A detailed laboratory study was performed to investigate relative permeability behavior for a major carbonate hydrocarbon reservoir in the Middle East. Representative core samples covering five reservoir rock types (RRT) were selected based on whole core and plug X-ray CT, NMR T2, MICP, porosity, permeability and thin-section analyses. Primary drainage and imbibition water-oil relative permeability (bounding) curves were measured on all the five rock types by the steady state technique using live fluids at full reservoir conditions with in situ saturation monitoring. Imbibition relative permeability experiments were also conducted on the main RRT samples to assess the relative permeability (scanning) curves in the transition zone by varying connate water saturations.
Hysteresis effects were observed between primary drainage and imbibition cycles, and appeared to be influenced by the sample rock type involved (i.e. wettability and pore geometry).
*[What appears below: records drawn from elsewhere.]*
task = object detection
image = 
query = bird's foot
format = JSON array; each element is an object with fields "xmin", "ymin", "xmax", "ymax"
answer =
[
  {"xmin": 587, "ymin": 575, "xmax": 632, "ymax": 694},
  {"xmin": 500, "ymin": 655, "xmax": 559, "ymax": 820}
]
Variations in relative permeability within similar and different rock types were described and understood from local heterogeneities present in each individual sample. This was possible from dual energy CT scanning and high resolution imaging. Different imbibition trends from both oil and water phases were detected from the scanning curves which were explained by different pore level fluid flow scenarios. Relative permeability scanning curves to both oil and water phases increased with higher connate water. Relative permeability to oil was explained based on the occupancy of the oil phase at varying connate water saturations. The change in water relative permeability trend was addressed based on the connectivity of water at the varying connate water saturations. These results and interpretations introduced improved understanding of the hysteresis phenomena and fluid flow behavior in the transition zone of a cretaceous carbonate reservoir which can assist in the overall reservoir modeling and well planning.